Home

Revamping bpftrace’s CI with Nix

I’ve been rewriting the bpftrace CI on-and-off the past few months. Now that it’s nearly done, I thought it would be nice to sum up some of the changes.

Previous state

The previous iteration of the bpftrace CI relied heavily on Github Actions and docker. Specifically, we had three major workflows: CI, embedded, and code scanning.

The CI workflow was the main workhorse – it built and tested bpftrace across various combinations of LLVM version, distro base, and compiler suite (ie GCC and clang).

The embedded workflow was fairly similar to the CI workflow except that it built bpftrace in semi-static configurations. In other words, the bpftrace binary under test would be statically linked with the exception of dynamic linking against glibc and/or llvm/clang. If the tests passed, it would then push the semi-static binary up to quay.io for end user consumption.

The code scanning job has seen various iterations over the years (from LGTM to CodeQL) but the basic premise has been the same: to scan for known code smells or bugs.

Musings

I was very happy with Github Actions (GHA). The integration with Github is obviously great and the free usage for open source projects is killer. So I had very little desire to rip that out.

The docker bits were a different story. Over time, we grew somewhat of a maze of build scripts that our infra as well as our Dockerfiles would call into. To make matters worse, almost all configuration was propagated through environment variables, making adhoc analysis quite difficult. To top it off, it was not very user friendly to run the CI configuration locally.

While I’ll grant it would’ve been possible to refactor the docker setup so that it was more user friendly, it still had the unavoidable drawback that binaries built inside the container could not be easily run on the root host. This adds friction to the development experience.

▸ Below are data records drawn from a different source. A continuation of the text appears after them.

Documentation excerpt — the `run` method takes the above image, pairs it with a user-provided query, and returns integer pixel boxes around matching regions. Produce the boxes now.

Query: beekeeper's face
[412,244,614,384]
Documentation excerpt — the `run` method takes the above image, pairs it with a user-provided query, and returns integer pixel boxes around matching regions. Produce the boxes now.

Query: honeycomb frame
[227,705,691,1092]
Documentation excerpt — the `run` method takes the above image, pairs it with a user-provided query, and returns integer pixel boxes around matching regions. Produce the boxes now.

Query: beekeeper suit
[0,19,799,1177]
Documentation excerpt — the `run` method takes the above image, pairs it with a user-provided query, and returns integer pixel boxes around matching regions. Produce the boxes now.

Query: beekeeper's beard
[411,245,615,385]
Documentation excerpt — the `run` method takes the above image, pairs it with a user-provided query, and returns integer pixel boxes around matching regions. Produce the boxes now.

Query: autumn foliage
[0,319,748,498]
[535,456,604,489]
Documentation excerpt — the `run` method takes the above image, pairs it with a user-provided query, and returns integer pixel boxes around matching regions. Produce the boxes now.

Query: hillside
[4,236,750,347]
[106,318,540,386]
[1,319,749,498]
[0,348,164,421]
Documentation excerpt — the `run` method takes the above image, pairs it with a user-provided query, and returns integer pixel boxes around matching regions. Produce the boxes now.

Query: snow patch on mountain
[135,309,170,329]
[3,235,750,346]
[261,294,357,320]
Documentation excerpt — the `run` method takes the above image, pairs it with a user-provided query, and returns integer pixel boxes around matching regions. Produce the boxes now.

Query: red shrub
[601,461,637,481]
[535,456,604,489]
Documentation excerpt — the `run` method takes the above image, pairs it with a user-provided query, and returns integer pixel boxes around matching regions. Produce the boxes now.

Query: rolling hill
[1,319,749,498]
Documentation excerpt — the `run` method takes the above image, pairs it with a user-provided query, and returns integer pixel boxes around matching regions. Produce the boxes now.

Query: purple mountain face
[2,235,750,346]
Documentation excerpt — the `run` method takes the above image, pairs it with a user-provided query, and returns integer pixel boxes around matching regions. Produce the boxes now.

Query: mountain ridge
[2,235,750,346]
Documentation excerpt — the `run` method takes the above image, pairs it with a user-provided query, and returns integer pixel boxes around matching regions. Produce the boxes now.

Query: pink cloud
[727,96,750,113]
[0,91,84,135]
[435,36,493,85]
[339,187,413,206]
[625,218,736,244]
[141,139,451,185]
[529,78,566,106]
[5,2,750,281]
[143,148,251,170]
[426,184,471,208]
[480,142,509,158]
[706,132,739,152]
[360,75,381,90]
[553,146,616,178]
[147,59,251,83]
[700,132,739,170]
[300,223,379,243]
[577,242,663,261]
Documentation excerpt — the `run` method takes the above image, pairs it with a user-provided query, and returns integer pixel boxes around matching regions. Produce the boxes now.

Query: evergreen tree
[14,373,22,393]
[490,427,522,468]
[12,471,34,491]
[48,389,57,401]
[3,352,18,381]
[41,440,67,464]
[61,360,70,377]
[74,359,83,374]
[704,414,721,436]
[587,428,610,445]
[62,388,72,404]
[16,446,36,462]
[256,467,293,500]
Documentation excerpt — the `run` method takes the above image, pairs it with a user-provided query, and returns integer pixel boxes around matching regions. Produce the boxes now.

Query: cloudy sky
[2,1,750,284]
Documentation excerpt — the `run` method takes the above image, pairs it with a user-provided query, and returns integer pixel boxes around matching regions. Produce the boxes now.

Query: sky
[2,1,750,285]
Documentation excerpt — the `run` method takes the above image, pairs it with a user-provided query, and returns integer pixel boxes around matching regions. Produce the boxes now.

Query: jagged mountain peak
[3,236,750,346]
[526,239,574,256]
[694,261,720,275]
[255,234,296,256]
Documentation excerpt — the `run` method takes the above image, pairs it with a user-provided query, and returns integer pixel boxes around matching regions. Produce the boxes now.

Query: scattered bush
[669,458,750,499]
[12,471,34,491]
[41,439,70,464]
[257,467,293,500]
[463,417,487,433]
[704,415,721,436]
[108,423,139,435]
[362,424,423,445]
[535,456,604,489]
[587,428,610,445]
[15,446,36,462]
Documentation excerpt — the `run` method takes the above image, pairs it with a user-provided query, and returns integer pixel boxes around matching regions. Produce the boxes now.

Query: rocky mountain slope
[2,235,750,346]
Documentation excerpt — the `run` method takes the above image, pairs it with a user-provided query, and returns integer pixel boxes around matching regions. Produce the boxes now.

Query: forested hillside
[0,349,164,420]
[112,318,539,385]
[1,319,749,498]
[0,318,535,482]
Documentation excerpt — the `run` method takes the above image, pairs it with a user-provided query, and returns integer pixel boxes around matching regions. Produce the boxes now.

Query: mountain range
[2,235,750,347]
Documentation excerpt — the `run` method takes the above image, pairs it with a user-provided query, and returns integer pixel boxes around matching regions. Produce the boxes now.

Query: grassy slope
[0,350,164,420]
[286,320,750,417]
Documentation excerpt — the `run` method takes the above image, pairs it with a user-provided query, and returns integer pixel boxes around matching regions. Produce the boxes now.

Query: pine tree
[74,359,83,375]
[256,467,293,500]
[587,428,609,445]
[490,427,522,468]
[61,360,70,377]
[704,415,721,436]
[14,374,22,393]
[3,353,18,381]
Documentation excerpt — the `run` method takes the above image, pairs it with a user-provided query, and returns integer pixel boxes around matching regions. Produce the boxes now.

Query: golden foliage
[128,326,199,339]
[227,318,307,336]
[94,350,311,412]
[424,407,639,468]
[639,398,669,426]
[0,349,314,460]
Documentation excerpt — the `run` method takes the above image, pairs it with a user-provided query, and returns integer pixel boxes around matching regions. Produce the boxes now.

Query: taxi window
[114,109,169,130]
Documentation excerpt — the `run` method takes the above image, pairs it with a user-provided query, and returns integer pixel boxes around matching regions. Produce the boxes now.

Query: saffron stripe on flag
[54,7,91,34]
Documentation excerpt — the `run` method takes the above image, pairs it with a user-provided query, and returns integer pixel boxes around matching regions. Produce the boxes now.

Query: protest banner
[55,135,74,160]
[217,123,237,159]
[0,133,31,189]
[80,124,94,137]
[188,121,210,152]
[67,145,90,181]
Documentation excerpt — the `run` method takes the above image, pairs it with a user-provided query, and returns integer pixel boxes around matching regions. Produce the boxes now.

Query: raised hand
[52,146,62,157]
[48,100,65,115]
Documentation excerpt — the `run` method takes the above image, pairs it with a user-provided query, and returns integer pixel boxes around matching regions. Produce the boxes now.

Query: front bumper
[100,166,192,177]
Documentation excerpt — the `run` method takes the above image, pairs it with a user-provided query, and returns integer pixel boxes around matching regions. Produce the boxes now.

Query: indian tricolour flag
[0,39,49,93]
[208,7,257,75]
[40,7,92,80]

The final pain point we had was the embedded builds. The embedded builds were awesome for our users – a single binary that could run on almost any linux system. That had nice properties like being able to curl it onto a host you’re debugging without worrying if the distro had packaged the latest version of bpftrace yet. The drawback was that it was nearly impossible to maintain. Dale Hamel did tremendously valuable work years ago adding it, but unfortunately time has shown it was nearly impossible for the maintainers to keep up. Static C++ binaries are notoriously difficult to build. LLVM is notoriously difficult to integrate and keep up with. Combine both together and you have a serious problem. Since most of the maintainers are volunteers, we simply could not do it.

Enter Nix

I had not planned on Nix fixing all these problems. Originally it was an experiment for me to learn some new tech. But as I kept experimenting, I realized Nix had a lot of awesome properties. I won’t go into how I arrived at the solutions – it was an uninteresting combination of curiosity and long walks. Rather, I’ll lay out how it all fits together.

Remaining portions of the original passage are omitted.